Eleitores bem informados não confiam no sistema de votação. Suas vulnerabilidades já foram apontadas por diversos peritos. Nenhum outro país adota esse tipo de urna. Mas os doutos ministros do TSE empinam o nariz com ar de enfado quando o assunto lhes é apresentado. Convenhamos, isso tem nome na lista das infrações aos deveres do cargo.

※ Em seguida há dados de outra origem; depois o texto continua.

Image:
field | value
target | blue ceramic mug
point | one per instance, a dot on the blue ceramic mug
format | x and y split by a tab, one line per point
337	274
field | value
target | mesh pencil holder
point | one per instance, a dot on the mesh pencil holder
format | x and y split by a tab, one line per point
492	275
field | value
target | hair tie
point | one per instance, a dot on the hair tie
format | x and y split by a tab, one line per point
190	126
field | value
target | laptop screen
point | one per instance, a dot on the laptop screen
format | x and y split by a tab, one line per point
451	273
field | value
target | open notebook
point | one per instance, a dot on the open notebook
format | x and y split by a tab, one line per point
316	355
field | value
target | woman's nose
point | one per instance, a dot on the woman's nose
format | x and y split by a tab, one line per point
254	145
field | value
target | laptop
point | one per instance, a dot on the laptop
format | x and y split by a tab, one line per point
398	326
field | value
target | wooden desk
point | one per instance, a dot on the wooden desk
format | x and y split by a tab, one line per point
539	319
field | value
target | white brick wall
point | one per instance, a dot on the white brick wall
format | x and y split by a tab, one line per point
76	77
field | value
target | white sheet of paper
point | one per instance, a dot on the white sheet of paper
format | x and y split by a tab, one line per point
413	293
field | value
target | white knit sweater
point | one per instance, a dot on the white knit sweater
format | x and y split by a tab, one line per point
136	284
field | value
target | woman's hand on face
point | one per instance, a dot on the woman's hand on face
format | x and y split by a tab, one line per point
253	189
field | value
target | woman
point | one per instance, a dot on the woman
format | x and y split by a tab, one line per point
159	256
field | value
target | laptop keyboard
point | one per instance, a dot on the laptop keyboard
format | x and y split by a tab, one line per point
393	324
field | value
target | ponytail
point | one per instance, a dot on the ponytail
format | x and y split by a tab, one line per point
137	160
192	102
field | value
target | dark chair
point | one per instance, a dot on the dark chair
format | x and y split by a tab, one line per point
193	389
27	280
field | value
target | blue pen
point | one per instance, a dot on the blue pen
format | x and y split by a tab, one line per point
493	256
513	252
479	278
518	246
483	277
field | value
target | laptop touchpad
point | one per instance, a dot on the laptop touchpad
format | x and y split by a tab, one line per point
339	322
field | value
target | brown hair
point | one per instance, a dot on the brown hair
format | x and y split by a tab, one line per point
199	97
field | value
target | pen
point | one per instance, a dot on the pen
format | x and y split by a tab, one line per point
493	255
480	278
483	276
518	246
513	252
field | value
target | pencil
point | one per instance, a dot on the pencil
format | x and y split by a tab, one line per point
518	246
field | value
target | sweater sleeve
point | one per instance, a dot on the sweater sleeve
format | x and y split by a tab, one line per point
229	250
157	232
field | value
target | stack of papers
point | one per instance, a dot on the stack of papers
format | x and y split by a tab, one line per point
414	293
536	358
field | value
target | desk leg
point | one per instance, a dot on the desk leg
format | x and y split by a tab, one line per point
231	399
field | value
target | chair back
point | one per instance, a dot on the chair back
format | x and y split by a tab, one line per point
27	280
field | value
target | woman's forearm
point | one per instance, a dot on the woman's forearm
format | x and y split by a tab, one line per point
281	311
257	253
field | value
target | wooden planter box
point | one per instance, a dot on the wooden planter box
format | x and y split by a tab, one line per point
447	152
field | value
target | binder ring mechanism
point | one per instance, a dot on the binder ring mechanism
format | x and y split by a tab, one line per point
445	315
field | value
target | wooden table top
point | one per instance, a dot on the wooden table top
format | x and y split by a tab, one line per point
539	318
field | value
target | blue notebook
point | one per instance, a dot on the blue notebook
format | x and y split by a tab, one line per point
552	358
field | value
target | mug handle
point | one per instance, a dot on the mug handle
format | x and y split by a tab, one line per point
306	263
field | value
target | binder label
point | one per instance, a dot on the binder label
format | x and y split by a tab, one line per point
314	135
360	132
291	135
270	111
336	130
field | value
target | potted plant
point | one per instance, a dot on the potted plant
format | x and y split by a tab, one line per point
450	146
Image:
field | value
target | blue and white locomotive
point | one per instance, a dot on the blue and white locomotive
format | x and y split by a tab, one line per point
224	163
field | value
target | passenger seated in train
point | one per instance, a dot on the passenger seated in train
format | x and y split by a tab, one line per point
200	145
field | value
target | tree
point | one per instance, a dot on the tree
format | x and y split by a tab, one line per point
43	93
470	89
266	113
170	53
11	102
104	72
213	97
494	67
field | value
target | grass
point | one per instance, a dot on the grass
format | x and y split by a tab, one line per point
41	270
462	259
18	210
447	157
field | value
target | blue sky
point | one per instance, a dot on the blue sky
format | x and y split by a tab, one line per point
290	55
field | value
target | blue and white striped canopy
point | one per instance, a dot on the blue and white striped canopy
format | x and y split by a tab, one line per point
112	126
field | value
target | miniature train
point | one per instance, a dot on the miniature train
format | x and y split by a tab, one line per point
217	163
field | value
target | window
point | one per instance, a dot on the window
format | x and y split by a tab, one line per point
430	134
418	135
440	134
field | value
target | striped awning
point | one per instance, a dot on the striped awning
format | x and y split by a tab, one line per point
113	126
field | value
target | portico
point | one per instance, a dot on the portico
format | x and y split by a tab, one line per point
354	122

A eleição da presidente Dilma deu-se em circunstâncias misteriosas. Os votos foram contados como naquelas mágicas em que o prestidigitador medíocre, para facilitar a vida, encobre com um pano preto o trabalho de suas mãos. A inconfiabilidade das urnas e a sigilosa contagem ajudaram – e muito! – a criar severas incertezas sobre a correção do pleito. Absolutamente natural, portanto, que o Congresso Nacional, ao deliberar sobre alguns itens de reforma política, incluísse preceito para que as urnas passem a imprimir os votos, permitindo que os eleitores, sem contato físico, os confiram e confirmem antes de a máquina depositá-los em urna onde permanecerão para eventual verificação manual.

Pois não é que a presidente Dilma vetou a iniciativa? Um impressionante veto ao voto impresso! Logo ela, cuja eleição se deu rodeada por uma ciranda de suspeitas; logo ela, que quebrou o país para se eleger; logo ela dos gastos sigilosos e milionários com cartões corporativos; logo ela, das comitivas nababescas e dos hotéis suntuosos; logo ela resolveu implicar com o custo envolvido em algo tão indispensável à credibilidade dos mandatos presidenciais quanto a mudança das urnas eletrônicas. Se o Congresso acolher o veto, a próxima eleição estará sujeita ao mesmo descrédito a que foi conduzido seu próprio mandato. O nome disso é fazer o diabo antes, durante e depois da eleição.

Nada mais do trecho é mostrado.